Over the summer, Chati spent time working on two projects through Sling Health STL: an SMS system that would help simplify medical terminology, specifically for low-income groups with low rates of medical literacy, and a case management system for housing communities in St. Louis that will help direct people in low-income housing areas to COVID testing centers. As Chati explained, “since Missouri hasn’t expanded Medicaid, there’s a gap in information on where they are able to get tested. These are some of the underserved communities that have been hit the hardest by the lack of testing. So, this system will ask the patient a series of questions to determine if they are low, medium, or high risk and direct them to the closest testing center.” The system is fully compliant with the Health Insurance Portability and Accountability Act (HIPPA), and the team is expecting to start pilot testing soon.

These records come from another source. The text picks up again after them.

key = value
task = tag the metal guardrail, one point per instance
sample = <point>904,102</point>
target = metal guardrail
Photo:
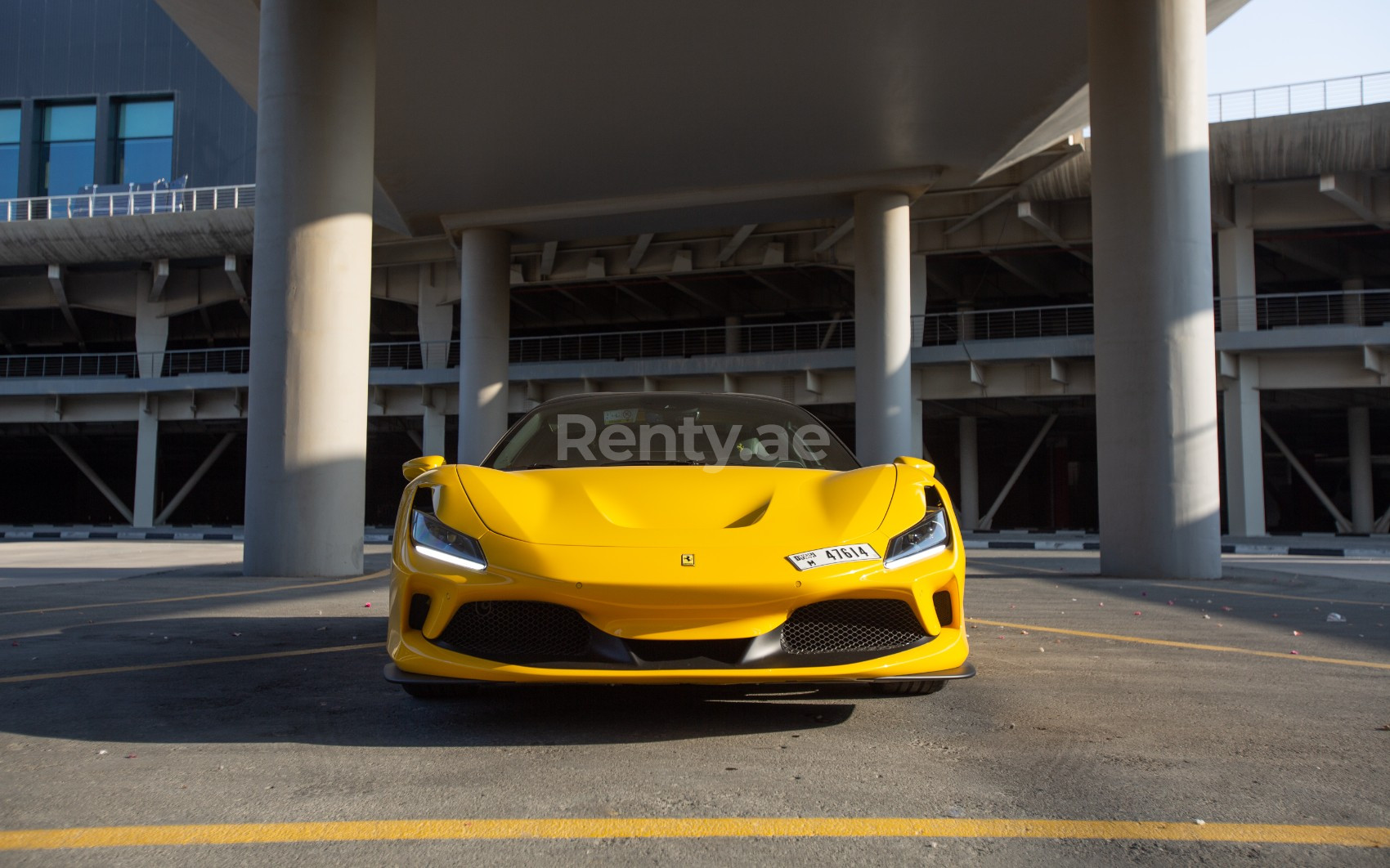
<point>1296,99</point>
<point>1370,307</point>
<point>1296,310</point>
<point>128,203</point>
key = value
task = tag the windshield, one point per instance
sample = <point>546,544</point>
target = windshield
<point>653,428</point>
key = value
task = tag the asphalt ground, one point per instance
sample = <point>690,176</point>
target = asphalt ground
<point>195,715</point>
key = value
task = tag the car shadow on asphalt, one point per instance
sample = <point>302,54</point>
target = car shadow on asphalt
<point>338,696</point>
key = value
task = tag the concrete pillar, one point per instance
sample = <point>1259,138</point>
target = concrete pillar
<point>919,436</point>
<point>968,494</point>
<point>152,333</point>
<point>484,327</point>
<point>733,335</point>
<point>146,463</point>
<point>310,309</point>
<point>1352,302</point>
<point>883,327</point>
<point>1358,464</point>
<point>1244,452</point>
<point>434,320</point>
<point>1236,267</point>
<point>919,296</point>
<point>1159,498</point>
<point>152,328</point>
<point>434,424</point>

Aadit Shah, Chati’s mentor and current President of Sling Health STL, who has been working with him on both of these projects, emphasized that “[Chati] is really cognizant of the needs, not just of the WashU undergraduate population, but also of the greater St. Louis community, and he’s really driven by a desire to make an impact on the community as a whole.”

That passion for community can also be seen in his engagement with music. Chati is involved in Beat Therapy, a music community service group that engages a variety of communities and groups throughout the St. Louis area with music. 

During his first year he admits that he was under the impression that his fellow WashU students only cared about studying and medicine. “I think it might have been truer at first, but the longer I was on campus and got to know my classmates, I realize there’s more diversity among the students than that. They have so many passions and interests,” Chati said.